The shiver of a hare-brained idea ran up Clumly’s back. Why not? he thought. The idea startled him, and he crossed quickly to the window and bent toward it to peer out, as if seeing if anyone had observed him thinking it. But the more he thought about it the clearer and simpler the plan seemed, however irregular. He’d have done it without a moment’s thought in the old days. He was Chief of Police, wasn’t he? Why not? It was four-fifteen.

Salvador handed the keys to him without even looking up from his paperwork. Miller was nowhere in sight. Clumly hurried down the hallway, glancing over his shoulder once or twice, to the cellblock. “You,” he said. “Up on your feet.” He unlocked the cell. The thief, Boyle, looked up at him over the top of the Daily News he was reading and, after a moment, stood up.
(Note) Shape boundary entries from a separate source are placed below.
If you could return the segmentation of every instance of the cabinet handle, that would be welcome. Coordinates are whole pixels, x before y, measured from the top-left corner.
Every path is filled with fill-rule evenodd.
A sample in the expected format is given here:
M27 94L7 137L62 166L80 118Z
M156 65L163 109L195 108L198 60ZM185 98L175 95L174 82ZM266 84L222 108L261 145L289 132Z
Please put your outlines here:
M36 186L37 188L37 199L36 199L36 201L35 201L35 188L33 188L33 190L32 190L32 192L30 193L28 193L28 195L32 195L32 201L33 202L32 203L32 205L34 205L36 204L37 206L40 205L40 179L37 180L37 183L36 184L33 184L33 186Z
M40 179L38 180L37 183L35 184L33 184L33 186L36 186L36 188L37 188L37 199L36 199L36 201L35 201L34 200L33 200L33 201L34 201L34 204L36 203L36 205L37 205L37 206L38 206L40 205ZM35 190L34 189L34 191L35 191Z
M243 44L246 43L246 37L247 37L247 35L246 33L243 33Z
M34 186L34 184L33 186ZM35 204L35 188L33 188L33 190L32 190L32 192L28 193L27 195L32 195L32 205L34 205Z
He was short and fat, slightly humpbacked, still wearing the suit they’d arrested him in — brown trousers, black and gray suspenders, a dark tie of uncertain color. His suitcoat was neatly folded on his pallet.

“Get your coat,” Clumly said.

Boyle turned slowly, blinking his heavy-lidded eyes, and ran one hand over his thin, graying hair. He got into the coat, glanced furtively over at the others, and came out of the cell.

The bearded one grinned like a mule and closed his eyes. “God be with you.”

The thief, Walter Boyle, ignored him. He held out his hands for the handcuffs automatically, and Clumly snapped them on.

On the way to the street they passed no one but Salvador, still working on his papers, the radio chattering and spitting behind him. “I’ve got the prisoner with me,” Clumly said. “Checking an identification.”

Salvador glanced up, slightly surprised, then nodded. It was a new one, no doubt, but everything was new to Salvador and would be for a long time. He was slow.

But there was another complication, it came to Clumly as he was getting into the car. He looked up at the toy-castle towers of the police station, the gaping stone archway over the porch, the barred windows to the rear. He groped with the problem, scowling fiercely as he started up the engine, and at last he saw that he’d left himself no choice. He’d have to take Walter Boyle in with him when he stopped at Stroh’s for the flowers. Well, all right. He drove to Pearl Street and pulled up in front of the hydrant in front of the store.